29. The end of the pain
Carlos' P.O.V.
When I hit the floor, I immediately noticed that someone was laying me on something soft. I blinked several times and my vision became a little clearer. The face of a crying Evie appeared over me and my head was in her lap as she stroked my hair trembling. Jay and Mal knelt beside me and were clearly fighting with tears. They shouldn't cry. Not because of me.
"Please don't cry," I whispered, and that was so incredibly difficult for me alone. Mal looked up, her eyes glittering sadly.
"How then, Carlos? You will leave us forever now." When she said that, everything contracted in me. Forever. No. I would not.
"No, Mal. I won't leave you forever. I know we'll see each other again. And I told you I'll always be with you." But I knew that it would now be time to say goodbye. And that almost broke my heart, but I took a deep breath and turned to Mal. "Mal, I can't say enough thank you for everything. For always being there for me and supporting me. For your help, brought us to turn to the good. That you were always with me. Thank you." Mal swallowed and took my hand in hers. She stroked her thumb gently and a tear ran down her cheek. I actually managed to get a little smile and smile at her reassuringly. Mal smiled back.
"You're incredibly strong, Carlos. And I'm really proud of you for what you've done." A warmth spread through my heart. I was so incredibly grateful that someone was proud of me. But it was so much more. I couldn't say how grateful I was that they were all my friends. There were simply no words for that. Finally, I turned to Jay.
"Jay, you know that I never had a big brother and then I met you. Thank you for always protecting me, even if I sometimes didn't notice. You were always there for me and you are closed to become my big brother. Thank you for doing everything to protect me." Jay looked at me with incredible sadness and anger.
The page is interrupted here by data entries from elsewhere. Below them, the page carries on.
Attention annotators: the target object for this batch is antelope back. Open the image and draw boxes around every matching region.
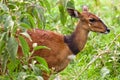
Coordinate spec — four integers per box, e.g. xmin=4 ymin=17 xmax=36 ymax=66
xmin=67 ymin=6 xmax=110 ymax=33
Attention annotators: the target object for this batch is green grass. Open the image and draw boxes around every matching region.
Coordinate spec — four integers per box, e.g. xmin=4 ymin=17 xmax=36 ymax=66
xmin=0 ymin=0 xmax=120 ymax=80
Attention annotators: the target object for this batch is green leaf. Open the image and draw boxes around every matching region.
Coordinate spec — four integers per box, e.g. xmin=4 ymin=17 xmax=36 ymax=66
xmin=58 ymin=3 xmax=67 ymax=25
xmin=67 ymin=0 xmax=75 ymax=9
xmin=0 ymin=3 xmax=9 ymax=12
xmin=7 ymin=60 xmax=20 ymax=72
xmin=4 ymin=15 xmax=14 ymax=28
xmin=20 ymin=22 xmax=31 ymax=29
xmin=20 ymin=13 xmax=36 ymax=28
xmin=0 ymin=40 xmax=5 ymax=54
xmin=43 ymin=0 xmax=51 ymax=12
xmin=35 ymin=56 xmax=50 ymax=73
xmin=19 ymin=36 xmax=30 ymax=57
xmin=7 ymin=37 xmax=18 ymax=61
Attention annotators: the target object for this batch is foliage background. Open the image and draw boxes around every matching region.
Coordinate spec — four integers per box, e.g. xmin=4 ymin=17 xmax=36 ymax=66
xmin=0 ymin=0 xmax=120 ymax=80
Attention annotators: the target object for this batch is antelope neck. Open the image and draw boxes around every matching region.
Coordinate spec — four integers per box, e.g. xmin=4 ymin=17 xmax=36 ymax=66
xmin=64 ymin=26 xmax=89 ymax=55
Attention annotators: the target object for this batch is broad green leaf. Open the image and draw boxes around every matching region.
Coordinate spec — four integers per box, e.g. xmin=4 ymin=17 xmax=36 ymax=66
xmin=67 ymin=0 xmax=75 ymax=9
xmin=0 ymin=40 xmax=5 ymax=54
xmin=35 ymin=56 xmax=50 ymax=73
xmin=43 ymin=0 xmax=51 ymax=12
xmin=30 ymin=64 xmax=42 ymax=75
xmin=19 ymin=36 xmax=30 ymax=57
xmin=1 ymin=50 xmax=9 ymax=73
xmin=7 ymin=37 xmax=18 ymax=60
xmin=20 ymin=13 xmax=36 ymax=28
xmin=7 ymin=59 xmax=20 ymax=73
xmin=4 ymin=16 xmax=14 ymax=28
xmin=20 ymin=32 xmax=32 ymax=41
xmin=0 ymin=3 xmax=9 ymax=11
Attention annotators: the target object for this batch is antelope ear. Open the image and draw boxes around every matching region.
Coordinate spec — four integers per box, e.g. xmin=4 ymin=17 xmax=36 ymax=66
xmin=67 ymin=8 xmax=81 ymax=18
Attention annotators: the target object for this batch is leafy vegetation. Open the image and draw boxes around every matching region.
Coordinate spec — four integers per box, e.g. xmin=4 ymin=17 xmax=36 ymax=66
xmin=0 ymin=0 xmax=120 ymax=80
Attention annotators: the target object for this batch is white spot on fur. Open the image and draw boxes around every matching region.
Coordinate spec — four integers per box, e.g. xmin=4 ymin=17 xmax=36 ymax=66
xmin=68 ymin=54 xmax=76 ymax=60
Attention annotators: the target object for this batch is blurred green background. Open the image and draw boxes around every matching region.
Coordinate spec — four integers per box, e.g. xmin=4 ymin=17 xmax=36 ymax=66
xmin=0 ymin=0 xmax=120 ymax=80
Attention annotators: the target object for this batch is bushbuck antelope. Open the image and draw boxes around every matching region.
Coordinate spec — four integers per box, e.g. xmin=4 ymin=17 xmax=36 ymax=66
xmin=18 ymin=6 xmax=110 ymax=80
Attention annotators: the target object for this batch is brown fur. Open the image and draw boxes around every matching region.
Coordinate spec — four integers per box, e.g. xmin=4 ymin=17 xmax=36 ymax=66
xmin=18 ymin=8 xmax=110 ymax=80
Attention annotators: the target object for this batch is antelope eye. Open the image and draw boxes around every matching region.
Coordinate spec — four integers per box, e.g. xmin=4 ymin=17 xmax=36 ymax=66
xmin=89 ymin=18 xmax=96 ymax=22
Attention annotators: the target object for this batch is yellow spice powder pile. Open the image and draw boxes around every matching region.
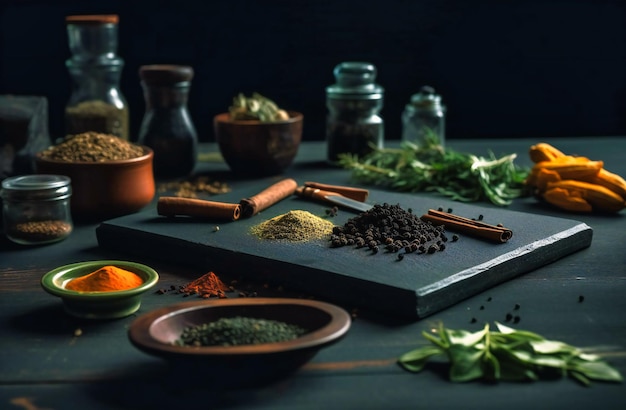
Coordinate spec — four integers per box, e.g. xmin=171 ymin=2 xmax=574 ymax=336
xmin=251 ymin=210 xmax=335 ymax=242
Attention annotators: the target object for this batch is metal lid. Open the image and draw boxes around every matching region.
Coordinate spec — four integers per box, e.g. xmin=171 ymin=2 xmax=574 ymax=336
xmin=1 ymin=174 xmax=72 ymax=201
xmin=326 ymin=61 xmax=384 ymax=100
xmin=407 ymin=85 xmax=441 ymax=109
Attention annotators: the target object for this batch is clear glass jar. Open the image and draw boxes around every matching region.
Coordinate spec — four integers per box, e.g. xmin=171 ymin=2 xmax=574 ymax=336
xmin=402 ymin=86 xmax=446 ymax=146
xmin=65 ymin=15 xmax=129 ymax=140
xmin=138 ymin=64 xmax=198 ymax=178
xmin=0 ymin=174 xmax=73 ymax=245
xmin=326 ymin=62 xmax=385 ymax=163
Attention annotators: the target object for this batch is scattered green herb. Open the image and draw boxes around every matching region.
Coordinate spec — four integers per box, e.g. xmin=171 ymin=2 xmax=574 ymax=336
xmin=338 ymin=136 xmax=529 ymax=206
xmin=398 ymin=322 xmax=623 ymax=386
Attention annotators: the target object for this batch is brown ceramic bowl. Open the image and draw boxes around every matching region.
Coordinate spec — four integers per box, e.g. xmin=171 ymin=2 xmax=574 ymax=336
xmin=35 ymin=147 xmax=155 ymax=219
xmin=128 ymin=298 xmax=351 ymax=387
xmin=213 ymin=111 xmax=303 ymax=176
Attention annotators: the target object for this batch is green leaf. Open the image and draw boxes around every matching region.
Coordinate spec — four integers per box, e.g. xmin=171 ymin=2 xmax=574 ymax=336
xmin=399 ymin=322 xmax=623 ymax=385
xmin=448 ymin=345 xmax=484 ymax=382
xmin=398 ymin=346 xmax=444 ymax=373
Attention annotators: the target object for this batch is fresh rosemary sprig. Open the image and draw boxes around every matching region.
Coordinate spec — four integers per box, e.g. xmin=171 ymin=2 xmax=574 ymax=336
xmin=338 ymin=137 xmax=528 ymax=206
xmin=398 ymin=322 xmax=623 ymax=386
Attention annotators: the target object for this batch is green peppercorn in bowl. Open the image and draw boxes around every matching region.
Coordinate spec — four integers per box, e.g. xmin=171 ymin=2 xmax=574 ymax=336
xmin=128 ymin=298 xmax=351 ymax=387
xmin=41 ymin=260 xmax=159 ymax=319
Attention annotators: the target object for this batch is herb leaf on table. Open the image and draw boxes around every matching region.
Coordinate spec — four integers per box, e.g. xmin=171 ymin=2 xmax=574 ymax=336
xmin=338 ymin=137 xmax=528 ymax=206
xmin=398 ymin=322 xmax=623 ymax=386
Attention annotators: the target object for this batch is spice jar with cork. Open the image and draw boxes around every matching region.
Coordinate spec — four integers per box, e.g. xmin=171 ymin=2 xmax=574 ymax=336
xmin=65 ymin=15 xmax=129 ymax=140
xmin=326 ymin=62 xmax=384 ymax=163
xmin=402 ymin=86 xmax=446 ymax=146
xmin=139 ymin=64 xmax=198 ymax=178
xmin=0 ymin=174 xmax=73 ymax=245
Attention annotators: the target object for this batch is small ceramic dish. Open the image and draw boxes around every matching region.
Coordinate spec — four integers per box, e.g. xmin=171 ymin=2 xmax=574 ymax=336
xmin=213 ymin=111 xmax=304 ymax=176
xmin=35 ymin=147 xmax=156 ymax=220
xmin=128 ymin=298 xmax=351 ymax=387
xmin=41 ymin=260 xmax=159 ymax=319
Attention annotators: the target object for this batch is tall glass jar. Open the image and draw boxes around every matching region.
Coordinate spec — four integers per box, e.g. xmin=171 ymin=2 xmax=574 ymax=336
xmin=402 ymin=86 xmax=446 ymax=146
xmin=326 ymin=62 xmax=384 ymax=163
xmin=65 ymin=15 xmax=129 ymax=140
xmin=138 ymin=64 xmax=198 ymax=178
xmin=0 ymin=174 xmax=73 ymax=245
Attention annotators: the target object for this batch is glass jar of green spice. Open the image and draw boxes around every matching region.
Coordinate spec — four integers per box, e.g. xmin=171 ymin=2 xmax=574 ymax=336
xmin=0 ymin=174 xmax=73 ymax=245
xmin=65 ymin=14 xmax=129 ymax=140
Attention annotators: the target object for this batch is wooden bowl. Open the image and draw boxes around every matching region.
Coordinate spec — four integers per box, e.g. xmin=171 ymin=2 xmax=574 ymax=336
xmin=35 ymin=146 xmax=155 ymax=219
xmin=128 ymin=298 xmax=351 ymax=387
xmin=213 ymin=111 xmax=303 ymax=176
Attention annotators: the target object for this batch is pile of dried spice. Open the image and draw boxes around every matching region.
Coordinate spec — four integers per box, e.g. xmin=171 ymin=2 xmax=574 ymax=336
xmin=174 ymin=316 xmax=306 ymax=347
xmin=250 ymin=210 xmax=335 ymax=242
xmin=178 ymin=272 xmax=231 ymax=298
xmin=41 ymin=132 xmax=144 ymax=162
xmin=330 ymin=203 xmax=448 ymax=259
xmin=158 ymin=176 xmax=230 ymax=198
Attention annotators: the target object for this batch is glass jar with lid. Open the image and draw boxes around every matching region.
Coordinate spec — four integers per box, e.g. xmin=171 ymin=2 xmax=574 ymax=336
xmin=0 ymin=174 xmax=73 ymax=245
xmin=402 ymin=85 xmax=446 ymax=146
xmin=65 ymin=15 xmax=129 ymax=140
xmin=138 ymin=64 xmax=198 ymax=178
xmin=326 ymin=62 xmax=384 ymax=163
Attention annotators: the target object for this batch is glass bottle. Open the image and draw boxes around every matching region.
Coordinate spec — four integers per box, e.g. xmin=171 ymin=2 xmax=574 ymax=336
xmin=65 ymin=15 xmax=129 ymax=140
xmin=402 ymin=86 xmax=446 ymax=146
xmin=0 ymin=174 xmax=73 ymax=245
xmin=138 ymin=64 xmax=198 ymax=178
xmin=326 ymin=62 xmax=384 ymax=163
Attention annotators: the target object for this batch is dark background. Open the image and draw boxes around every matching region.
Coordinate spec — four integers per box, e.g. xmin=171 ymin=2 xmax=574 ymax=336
xmin=0 ymin=0 xmax=626 ymax=141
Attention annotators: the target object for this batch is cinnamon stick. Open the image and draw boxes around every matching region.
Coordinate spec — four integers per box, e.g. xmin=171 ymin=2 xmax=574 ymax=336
xmin=157 ymin=196 xmax=241 ymax=221
xmin=239 ymin=178 xmax=298 ymax=218
xmin=421 ymin=209 xmax=513 ymax=243
xmin=304 ymin=181 xmax=370 ymax=202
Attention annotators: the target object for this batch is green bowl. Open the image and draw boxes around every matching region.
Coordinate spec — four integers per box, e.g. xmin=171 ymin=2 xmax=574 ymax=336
xmin=41 ymin=260 xmax=159 ymax=319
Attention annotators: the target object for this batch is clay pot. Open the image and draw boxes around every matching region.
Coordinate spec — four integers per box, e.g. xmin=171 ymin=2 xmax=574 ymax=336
xmin=213 ymin=111 xmax=303 ymax=176
xmin=35 ymin=147 xmax=155 ymax=220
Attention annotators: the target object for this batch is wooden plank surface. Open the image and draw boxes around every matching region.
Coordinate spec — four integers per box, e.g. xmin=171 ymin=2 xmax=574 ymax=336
xmin=97 ymin=185 xmax=592 ymax=318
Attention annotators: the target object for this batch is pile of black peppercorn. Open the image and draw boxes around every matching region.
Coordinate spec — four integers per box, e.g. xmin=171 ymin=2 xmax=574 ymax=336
xmin=330 ymin=203 xmax=448 ymax=259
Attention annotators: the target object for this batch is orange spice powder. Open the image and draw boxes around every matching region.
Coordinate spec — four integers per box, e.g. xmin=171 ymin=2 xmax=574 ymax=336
xmin=65 ymin=265 xmax=143 ymax=292
xmin=179 ymin=272 xmax=230 ymax=298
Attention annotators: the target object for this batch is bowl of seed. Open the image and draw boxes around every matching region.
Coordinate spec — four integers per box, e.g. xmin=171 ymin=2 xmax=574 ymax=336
xmin=41 ymin=260 xmax=159 ymax=319
xmin=213 ymin=93 xmax=304 ymax=176
xmin=128 ymin=298 xmax=351 ymax=387
xmin=35 ymin=132 xmax=155 ymax=219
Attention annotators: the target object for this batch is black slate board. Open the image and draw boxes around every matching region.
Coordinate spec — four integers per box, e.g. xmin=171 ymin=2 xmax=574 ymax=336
xmin=96 ymin=190 xmax=593 ymax=318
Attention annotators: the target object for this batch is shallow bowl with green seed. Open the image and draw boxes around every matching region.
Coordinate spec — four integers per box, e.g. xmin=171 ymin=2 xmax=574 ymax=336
xmin=128 ymin=298 xmax=351 ymax=387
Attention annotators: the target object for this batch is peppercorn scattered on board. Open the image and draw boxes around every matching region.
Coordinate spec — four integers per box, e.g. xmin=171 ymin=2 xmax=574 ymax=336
xmin=526 ymin=142 xmax=626 ymax=213
xmin=96 ymin=180 xmax=593 ymax=318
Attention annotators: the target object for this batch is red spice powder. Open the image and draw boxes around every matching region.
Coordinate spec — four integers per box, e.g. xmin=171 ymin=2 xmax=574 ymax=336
xmin=180 ymin=272 xmax=230 ymax=298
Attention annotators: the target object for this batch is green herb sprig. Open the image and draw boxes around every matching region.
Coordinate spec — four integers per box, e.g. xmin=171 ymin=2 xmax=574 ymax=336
xmin=338 ymin=136 xmax=529 ymax=206
xmin=398 ymin=322 xmax=623 ymax=386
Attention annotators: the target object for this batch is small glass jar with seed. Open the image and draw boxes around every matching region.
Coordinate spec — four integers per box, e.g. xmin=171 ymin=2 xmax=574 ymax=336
xmin=0 ymin=174 xmax=73 ymax=245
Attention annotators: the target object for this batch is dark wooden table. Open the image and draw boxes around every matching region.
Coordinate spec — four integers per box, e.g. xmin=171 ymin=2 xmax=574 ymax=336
xmin=0 ymin=137 xmax=626 ymax=409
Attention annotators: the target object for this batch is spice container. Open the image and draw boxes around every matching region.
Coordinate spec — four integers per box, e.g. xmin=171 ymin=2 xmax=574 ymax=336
xmin=326 ymin=62 xmax=384 ymax=163
xmin=65 ymin=15 xmax=129 ymax=140
xmin=402 ymin=86 xmax=446 ymax=146
xmin=1 ymin=174 xmax=73 ymax=245
xmin=139 ymin=65 xmax=198 ymax=178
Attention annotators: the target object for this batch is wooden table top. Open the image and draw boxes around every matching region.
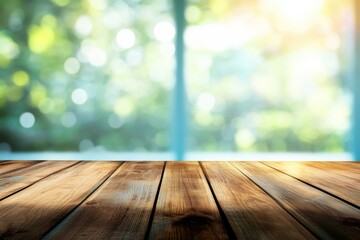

"But I couldn't protect you from your illness! I should have done more! I should have-" I interrupted him immediately. I knew he blamed himself that I dying from the disease, but he couldn't have done anything about it. And I knew that he was to blame for the fact that I had fought, although he couldn't have prevented it.
"Stop it, Jay. You did what you could. There's nothing to blame yourself for." Jay nodded and suddenly hugged me. I returned the hug in surprise.
"I'm so sorry about how I treated you before, little brother." Little brother. A big smile stole on my face and I felt that I was getting weaker and weaker.
"It's all right, Jay." With these words, he broke away from me and also gave me a small smile. I took a deep breath before I got to the part that would hurt me the most.
"Evie, you were the first person to show me anything other than hate. From the beginning, you were incredibly important to me. And as time and experiences have grown, it has grown more and more. I am so thankful to you that you showed me what love is and that I was allowed to experience it with you. Evie, I love you and I will always do it." Slowly it was hard for me to suppress the tears. Evie leaned down and kissed me directly on the mouth. I smiled slightly and enjoyed the wonderful feeling in my stomach for the last time. I knew it was over. I felt tears on my cheek, but I didn't know if they were mine or Evie. She gently pulled away from me and stroked my cheek, weeping.
"I love you too, Carlos." I gently took her hand and looked at the others again. They cried too. I already missed her so incredibly. It was getting harder and harder to keep my eyes open, but I still wanted to see them all until it was completely over. I was so incredibly happy that through these three special people I had learned what love and friendship meant. I breathed in again and realized that it was over now.
"Tell Dude that I love him. I love you and will always be with you." With these words, I closed my eyes and everything went black.